Displays the SFO Unicast Mode menu. To view this menu, see /cfg/slb/sync/ucast SFO Unicast Configuration.
Default: disable
if disable|enable
 
Specifies whether to enable synchronization of the IP interface configuration.
Default: disable
tunnel disable|enable
 
Specifies whether to enable synchronization of the IP interface configuration.
Default: disable
auth admin|passphrase
 
Specifies whether to use a separate administrator password for each Alteon in a high availability group.
Values:
*passhrase—Users who do not want to have the same administrator password on all peers can use the passphrase for authentication of configuration synchronization with Alteon peers in the high availability group.

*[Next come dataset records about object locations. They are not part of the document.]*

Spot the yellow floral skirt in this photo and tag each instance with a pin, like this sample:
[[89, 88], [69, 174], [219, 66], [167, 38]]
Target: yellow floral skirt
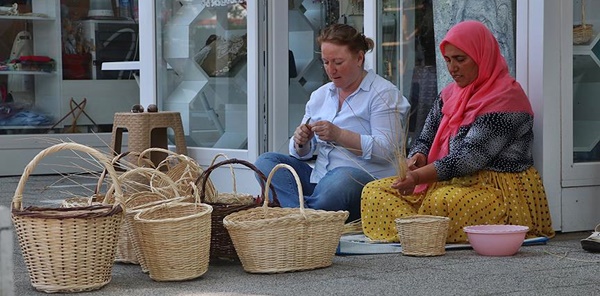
[[486, 197]]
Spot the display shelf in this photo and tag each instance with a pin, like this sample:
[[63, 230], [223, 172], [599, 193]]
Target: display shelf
[[27, 73]]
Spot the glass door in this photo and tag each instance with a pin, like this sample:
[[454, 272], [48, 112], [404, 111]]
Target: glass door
[[205, 58], [581, 113], [294, 62]]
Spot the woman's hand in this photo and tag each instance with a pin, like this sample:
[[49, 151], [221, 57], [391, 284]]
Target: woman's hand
[[406, 185], [303, 134], [416, 161], [326, 130]]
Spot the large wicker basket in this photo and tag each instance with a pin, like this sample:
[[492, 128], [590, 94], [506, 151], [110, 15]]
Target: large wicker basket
[[273, 240], [423, 235], [175, 240], [221, 245], [68, 249]]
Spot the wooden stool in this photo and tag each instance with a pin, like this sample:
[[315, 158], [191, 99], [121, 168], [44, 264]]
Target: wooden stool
[[148, 130]]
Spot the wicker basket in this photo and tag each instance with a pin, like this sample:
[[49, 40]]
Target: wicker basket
[[56, 243], [175, 240], [135, 204], [423, 235], [126, 247], [273, 240], [221, 245]]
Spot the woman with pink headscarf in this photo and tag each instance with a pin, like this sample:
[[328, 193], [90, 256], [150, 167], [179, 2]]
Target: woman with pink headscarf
[[472, 161]]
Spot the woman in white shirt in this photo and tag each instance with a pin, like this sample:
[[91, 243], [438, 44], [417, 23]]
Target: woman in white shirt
[[351, 123]]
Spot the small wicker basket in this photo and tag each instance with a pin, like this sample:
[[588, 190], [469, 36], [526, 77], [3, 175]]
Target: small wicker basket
[[221, 244], [126, 248], [274, 240], [423, 235], [175, 240]]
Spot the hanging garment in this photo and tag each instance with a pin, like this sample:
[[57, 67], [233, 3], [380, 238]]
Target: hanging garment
[[22, 46]]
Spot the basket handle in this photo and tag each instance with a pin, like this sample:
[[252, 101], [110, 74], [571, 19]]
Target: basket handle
[[230, 169], [204, 177], [298, 184], [113, 162], [17, 202], [142, 156]]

*admin—All Alteon peers in the high availability group use the same administrator password.
Default: disable
Note: As of version 32.4.1, this command only allows passphrase option since passphrase for authentication is required and must entered to allow configuration synchronization.
passphrs
 
Sets the passphrase to encrypt and decrypt the private keys of synchronized certificates.
Notes:
*To encrypt and decrypt certificate private keys during synchronization configuration, the same passphrase must be set for all peers.
*When a FIPS HSM module is installed, the passphrase is not applicable.
update <seconds, 1–60>
 
Sets the stateful failover update interval. The active Alteon sends update packets of new persistent binding entries, if any, to the backup Alteon at the specified update interval.
Default: 30 seconds
rupdate
 
Sets the time interval of route table updates from the primary.
Values: 10 – 600 seconds
Default: 30
rhold
 
Sets the time after which the routes are cleaned up from the newly elected primary after a failover.
Values: 10 – 600 seconds
Default: 30
tcktkey
 
Displays the TLS STEK Sync menu. To view this menu, see /cfg/slb/sync/tcktkey TLS STEK Syn Configuration.
cur
 
Displays the current Layer 4 synchronization configuration.